The Court would note in this connection that information relating to detention often falls within the knowledge of the domestic authorities. Accordingly, applicants might experience certain difficulties in procuring evidence to substantiate a complaint in that connection. Still, in such cases applicants may well be expected to submit at least a detailed account of the facts complained of and to provide – to the greatest possible extent – some evidence in support of their complaints (see, mutatis mutandis, Visloguzov, cited above, § 45). The Court notes that the applicant in the present case failed to substantiate his complaint alleging inadequate medical treatment and in respect of any consequences that this might have had for his well-being. The Court therefore concludes that this part of the application has not been properly substantiated and developed by the applicant (see, mutatis mutandis, Golubev v. Russia (dec.) no. 26260/02, 9 November 2006; Istratii and Others v. Moldova, nos. 8721/05, 8705/05 and 8742/05, § 49, 27 March 2007; and Valašinas v. Lithuania, no. 44558/98, § 105, ECHR 2001 VIII). Accordingly, it should be rejected as being manifestly ill-founded, pursuant to Article 35 §§ 3 and 4 of the Convention.
B. Remaining complaints
The Court notes that the remaining complaints are identical to those of the applicants in the case of Lalić and Others, cited above. In that case the Court has found the general conditions of detention in the closed section of Dob Prison, including the medical and psychological care provided to the prisoners held therein, as well as the arrangements concerning security measures, and the restrictions on maintaining contact with people outside the prison to be adequate vis-à-vis Convention standards. It has accordingly also rejected the applicant’s complaint under Article 13 of the Convention, as no arguable claim for the purpose of aforementioned provision could have been established.
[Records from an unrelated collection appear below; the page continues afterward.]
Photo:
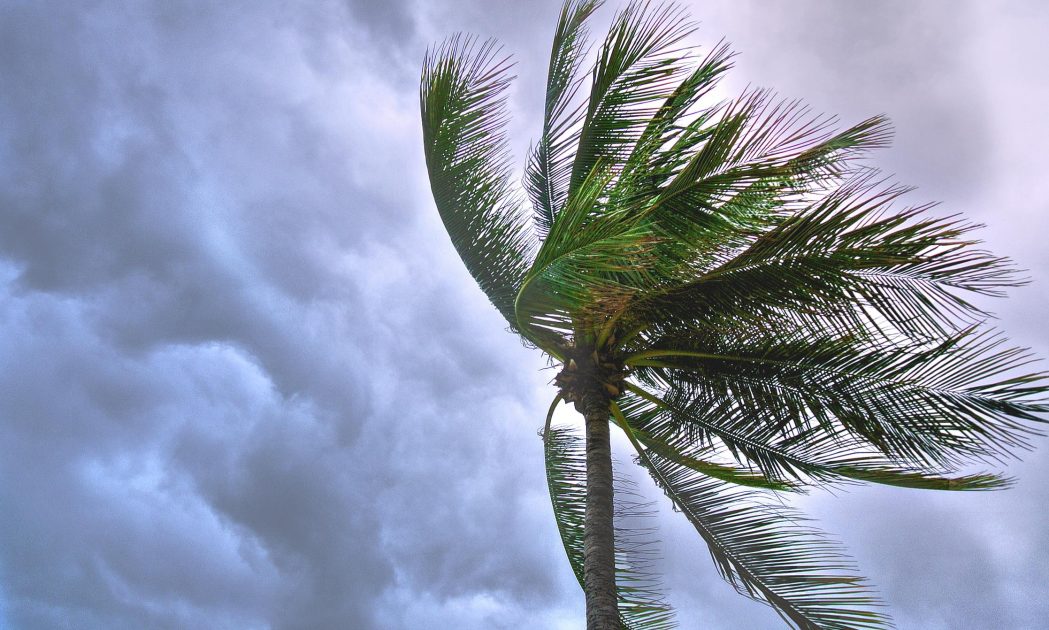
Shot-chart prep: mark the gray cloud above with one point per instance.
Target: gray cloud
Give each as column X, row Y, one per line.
column 247, row 384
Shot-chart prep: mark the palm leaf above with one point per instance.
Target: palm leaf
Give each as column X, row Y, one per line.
column 944, row 405
column 550, row 167
column 766, row 554
column 818, row 456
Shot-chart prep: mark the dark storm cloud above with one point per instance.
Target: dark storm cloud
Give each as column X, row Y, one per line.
column 221, row 408
column 247, row 383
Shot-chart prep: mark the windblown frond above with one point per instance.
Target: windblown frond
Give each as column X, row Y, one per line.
column 766, row 554
column 941, row 406
column 550, row 168
column 761, row 312
column 464, row 128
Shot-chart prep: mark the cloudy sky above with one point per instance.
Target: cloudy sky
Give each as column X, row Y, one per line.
column 245, row 382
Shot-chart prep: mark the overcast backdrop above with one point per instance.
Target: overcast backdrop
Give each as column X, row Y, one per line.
column 245, row 382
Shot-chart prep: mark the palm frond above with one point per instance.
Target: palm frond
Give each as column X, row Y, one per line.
column 765, row 552
column 945, row 406
column 549, row 169
column 850, row 259
column 463, row 104
column 812, row 456
column 638, row 67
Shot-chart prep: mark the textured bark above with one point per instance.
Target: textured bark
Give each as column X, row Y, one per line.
column 599, row 550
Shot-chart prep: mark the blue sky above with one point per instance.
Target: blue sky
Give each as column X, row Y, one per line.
column 245, row 382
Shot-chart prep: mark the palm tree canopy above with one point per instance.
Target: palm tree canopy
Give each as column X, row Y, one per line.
column 771, row 312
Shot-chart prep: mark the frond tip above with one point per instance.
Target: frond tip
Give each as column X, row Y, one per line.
column 464, row 111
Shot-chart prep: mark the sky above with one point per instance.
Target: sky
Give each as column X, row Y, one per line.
column 247, row 383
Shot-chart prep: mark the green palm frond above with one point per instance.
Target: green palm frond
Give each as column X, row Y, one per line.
column 641, row 603
column 550, row 168
column 814, row 456
column 765, row 552
column 847, row 257
column 944, row 405
column 638, row 67
column 751, row 300
column 462, row 98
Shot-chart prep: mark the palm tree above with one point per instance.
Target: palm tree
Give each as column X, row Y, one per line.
column 737, row 292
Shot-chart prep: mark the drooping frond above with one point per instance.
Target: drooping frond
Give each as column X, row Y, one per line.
column 943, row 406
column 639, row 65
column 550, row 167
column 765, row 552
column 641, row 604
column 698, row 425
column 850, row 260
column 462, row 96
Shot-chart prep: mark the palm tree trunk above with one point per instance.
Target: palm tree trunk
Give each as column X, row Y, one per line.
column 599, row 551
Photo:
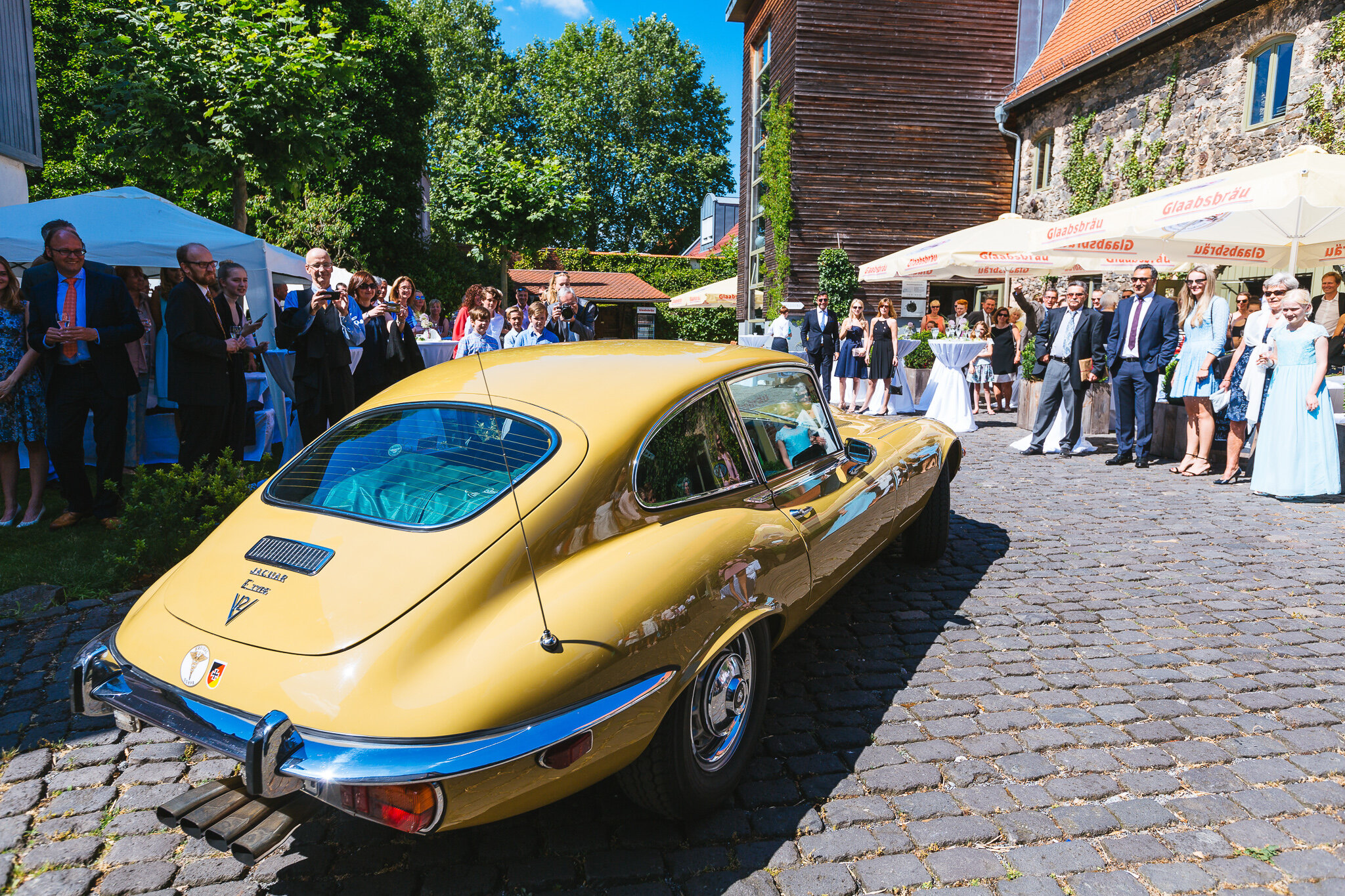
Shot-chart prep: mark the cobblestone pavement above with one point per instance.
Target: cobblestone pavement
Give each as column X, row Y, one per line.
column 1119, row 683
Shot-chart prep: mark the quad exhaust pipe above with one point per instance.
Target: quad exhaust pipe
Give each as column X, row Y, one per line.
column 229, row 820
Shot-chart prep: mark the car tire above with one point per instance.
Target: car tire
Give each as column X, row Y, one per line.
column 680, row 775
column 926, row 539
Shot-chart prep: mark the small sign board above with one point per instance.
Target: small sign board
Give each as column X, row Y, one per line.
column 915, row 288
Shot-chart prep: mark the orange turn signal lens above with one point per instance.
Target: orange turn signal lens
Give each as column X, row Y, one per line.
column 567, row 753
column 408, row 807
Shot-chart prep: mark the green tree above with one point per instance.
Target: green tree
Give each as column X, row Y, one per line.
column 634, row 125
column 214, row 91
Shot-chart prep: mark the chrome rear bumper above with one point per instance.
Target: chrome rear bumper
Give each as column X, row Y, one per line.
column 278, row 758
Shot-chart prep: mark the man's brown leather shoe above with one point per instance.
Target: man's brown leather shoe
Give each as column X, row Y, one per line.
column 66, row 521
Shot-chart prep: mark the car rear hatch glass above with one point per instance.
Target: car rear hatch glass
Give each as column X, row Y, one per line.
column 414, row 467
column 357, row 538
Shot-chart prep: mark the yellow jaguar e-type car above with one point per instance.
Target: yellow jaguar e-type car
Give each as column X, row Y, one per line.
column 510, row 576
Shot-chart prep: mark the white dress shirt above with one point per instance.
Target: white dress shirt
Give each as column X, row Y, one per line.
column 1139, row 307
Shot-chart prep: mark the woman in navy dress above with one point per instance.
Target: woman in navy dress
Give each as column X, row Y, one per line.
column 850, row 358
column 23, row 409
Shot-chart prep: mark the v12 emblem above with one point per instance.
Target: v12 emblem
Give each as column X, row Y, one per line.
column 241, row 602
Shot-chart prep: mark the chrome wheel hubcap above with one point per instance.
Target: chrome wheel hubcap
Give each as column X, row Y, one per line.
column 720, row 704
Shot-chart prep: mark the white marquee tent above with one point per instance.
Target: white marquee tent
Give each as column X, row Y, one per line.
column 129, row 226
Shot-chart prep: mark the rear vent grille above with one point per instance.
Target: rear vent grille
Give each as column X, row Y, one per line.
column 288, row 554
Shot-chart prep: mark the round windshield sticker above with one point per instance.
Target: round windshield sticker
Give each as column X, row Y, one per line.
column 194, row 666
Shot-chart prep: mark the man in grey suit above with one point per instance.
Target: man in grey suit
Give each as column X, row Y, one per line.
column 1069, row 335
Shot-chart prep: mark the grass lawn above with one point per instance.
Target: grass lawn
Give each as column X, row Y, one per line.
column 72, row 558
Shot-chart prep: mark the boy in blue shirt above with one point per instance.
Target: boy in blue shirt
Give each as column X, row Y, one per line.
column 478, row 339
column 537, row 333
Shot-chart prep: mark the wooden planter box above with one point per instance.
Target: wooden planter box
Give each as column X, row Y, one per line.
column 1097, row 408
column 917, row 379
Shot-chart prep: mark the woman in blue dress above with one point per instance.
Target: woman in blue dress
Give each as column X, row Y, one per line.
column 1204, row 322
column 23, row 409
column 1297, row 454
column 850, row 359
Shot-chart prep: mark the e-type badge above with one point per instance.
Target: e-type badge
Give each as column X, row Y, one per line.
column 241, row 602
Having regard to the similar factual background of the aforementioned case and the present application, including the fact that the present applicant always had sufficient personal space in the cells in which he was detained, namely a minimum of 3.7 square metres, these complaints should be rejected as being manifestly ill-founded pursuant to Article 35 §§ 3 (a) and 4 of the Convention.
For these reasons, the Court by a majority
Declares the application inadmissible.